The word ‘than’ is known as to compare with something, such as, the ball is bigger than the hand, the swimming pool is smaller than the living room, the cup is taller than the mug and etc.
There are two types of articles in English which are called the definite and indefinite articles. When to use these articles would highly depend on who or what you are referring to in the speech or a sentence. Indefinite articles are a and an, and the rules attached to it are simple. ‘A’ is used when the noun is represented by a consonant, for example, a cup, a spoon etc. Whilst, ‘an’ is used when the noun begins with the vowel ‘a,e’I,o’u’, for example, an ant, an elephant, an igloo, an orange, an umbrella and etc. However, the word ‘unicorn’ will be represented with ‘a’ unicorn rather than ‘an’ unicorn. Reason being, the word has a ‘yoo’ sound rather to a ‘u’ sound.

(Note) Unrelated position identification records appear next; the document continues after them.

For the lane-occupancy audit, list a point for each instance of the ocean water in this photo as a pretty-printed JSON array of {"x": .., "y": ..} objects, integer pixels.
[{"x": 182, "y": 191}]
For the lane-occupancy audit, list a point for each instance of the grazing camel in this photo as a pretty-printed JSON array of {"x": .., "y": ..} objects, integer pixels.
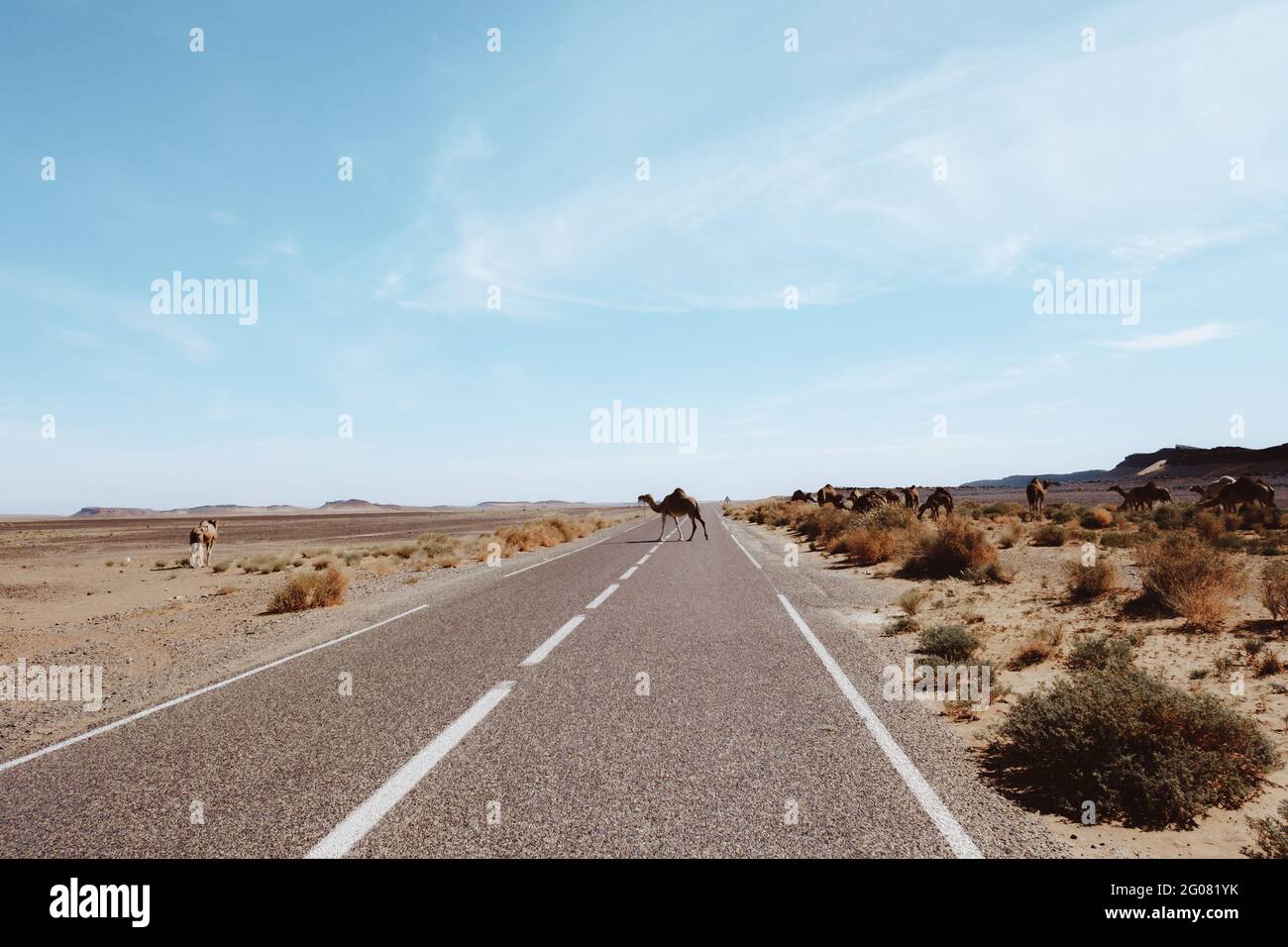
[
  {"x": 827, "y": 493},
  {"x": 1035, "y": 491},
  {"x": 1244, "y": 491},
  {"x": 201, "y": 543},
  {"x": 678, "y": 504},
  {"x": 1212, "y": 489},
  {"x": 1141, "y": 497},
  {"x": 939, "y": 500}
]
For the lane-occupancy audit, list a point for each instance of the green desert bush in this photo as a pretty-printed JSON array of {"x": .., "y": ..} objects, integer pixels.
[
  {"x": 952, "y": 643},
  {"x": 1274, "y": 590},
  {"x": 1089, "y": 582},
  {"x": 1103, "y": 652},
  {"x": 1146, "y": 753}
]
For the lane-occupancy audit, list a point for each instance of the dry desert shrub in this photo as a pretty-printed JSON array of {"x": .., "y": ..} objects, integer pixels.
[
  {"x": 1274, "y": 590},
  {"x": 1089, "y": 582},
  {"x": 1096, "y": 518},
  {"x": 954, "y": 549},
  {"x": 912, "y": 600},
  {"x": 1047, "y": 535},
  {"x": 1035, "y": 648},
  {"x": 1192, "y": 579},
  {"x": 1149, "y": 754},
  {"x": 316, "y": 590}
]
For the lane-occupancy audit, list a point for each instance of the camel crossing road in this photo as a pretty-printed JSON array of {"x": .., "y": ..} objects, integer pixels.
[{"x": 627, "y": 697}]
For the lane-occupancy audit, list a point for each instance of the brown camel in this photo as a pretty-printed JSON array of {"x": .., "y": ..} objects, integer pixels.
[
  {"x": 939, "y": 500},
  {"x": 827, "y": 493},
  {"x": 1245, "y": 491},
  {"x": 1142, "y": 497},
  {"x": 201, "y": 543},
  {"x": 678, "y": 504},
  {"x": 1035, "y": 492}
]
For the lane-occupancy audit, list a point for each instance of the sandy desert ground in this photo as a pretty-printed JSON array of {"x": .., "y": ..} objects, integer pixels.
[
  {"x": 1028, "y": 626},
  {"x": 117, "y": 592}
]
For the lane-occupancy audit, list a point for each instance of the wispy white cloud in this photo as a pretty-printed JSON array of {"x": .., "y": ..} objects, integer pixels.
[{"x": 1181, "y": 338}]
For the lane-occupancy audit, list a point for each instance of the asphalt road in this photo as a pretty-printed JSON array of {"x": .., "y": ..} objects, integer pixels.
[{"x": 618, "y": 698}]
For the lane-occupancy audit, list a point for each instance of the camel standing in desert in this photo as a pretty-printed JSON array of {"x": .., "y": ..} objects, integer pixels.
[
  {"x": 1141, "y": 497},
  {"x": 1035, "y": 491},
  {"x": 939, "y": 500},
  {"x": 827, "y": 493},
  {"x": 1211, "y": 491},
  {"x": 678, "y": 504},
  {"x": 1245, "y": 491},
  {"x": 201, "y": 543}
]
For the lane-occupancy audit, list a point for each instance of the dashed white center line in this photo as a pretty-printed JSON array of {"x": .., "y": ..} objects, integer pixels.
[
  {"x": 357, "y": 823},
  {"x": 743, "y": 549},
  {"x": 961, "y": 843},
  {"x": 603, "y": 595},
  {"x": 549, "y": 644}
]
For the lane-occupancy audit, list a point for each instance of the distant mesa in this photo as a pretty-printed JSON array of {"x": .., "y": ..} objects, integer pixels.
[{"x": 1181, "y": 463}]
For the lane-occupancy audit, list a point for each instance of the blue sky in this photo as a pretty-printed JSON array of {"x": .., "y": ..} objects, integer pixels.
[{"x": 518, "y": 169}]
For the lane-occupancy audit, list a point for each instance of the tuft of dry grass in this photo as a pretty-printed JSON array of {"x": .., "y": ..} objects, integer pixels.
[
  {"x": 1039, "y": 646},
  {"x": 1274, "y": 590},
  {"x": 954, "y": 549},
  {"x": 316, "y": 590},
  {"x": 1047, "y": 535},
  {"x": 912, "y": 600},
  {"x": 1192, "y": 579},
  {"x": 1089, "y": 582}
]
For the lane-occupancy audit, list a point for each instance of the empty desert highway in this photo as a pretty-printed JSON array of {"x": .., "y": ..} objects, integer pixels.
[{"x": 617, "y": 697}]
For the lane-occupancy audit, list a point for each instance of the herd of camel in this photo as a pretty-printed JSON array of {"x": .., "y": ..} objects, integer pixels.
[
  {"x": 1224, "y": 493},
  {"x": 910, "y": 497}
]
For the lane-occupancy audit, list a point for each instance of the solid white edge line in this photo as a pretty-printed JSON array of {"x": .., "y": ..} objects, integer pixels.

Verbs are classified to two main categories, such as action verbs and state verbs. These verbs are either transitive or intransitive verbs. Transitivity verb is an action verb that expresses a doable activity such as, walk, kick, write, clean and etc. This verb is to be represented by something or someone who receives the action of the verb. Intransitive verb is a verb that cannot be followed directly by an object, for example, glow, shine, sparkle, fall, arrive, sleep, speak and etc.
Adverbs add meaning to the information or meaning to the action and they are divided to five main types, manner, place, time, degree and frequency. To form an adverb, we must add -ly to the back of the word such as slow to slowly, quick to quickly and etc. To form a sentence for example, we would need to add -ly, as such, Brandon bought the television recently. Note the word ‘recent’ has been changed to ‘recently’.
A gerund is the -ing form of a verb, for example, drink to drinking and to use a gerund in a sentence, the verb is to be added an ‘-ing’. For example, Susan is drinking the tea, James and Brandon are playing outside, Mother is buying some tomatoes for lunch and etc. Note the words drinking, playing and buying are derived from the verbs, drink, play and buy.
Prepositions show the relationship between a noun and a pronoun and some other word in a sentence and conjunctions join words to the group such as, and, or, either, nor, etc.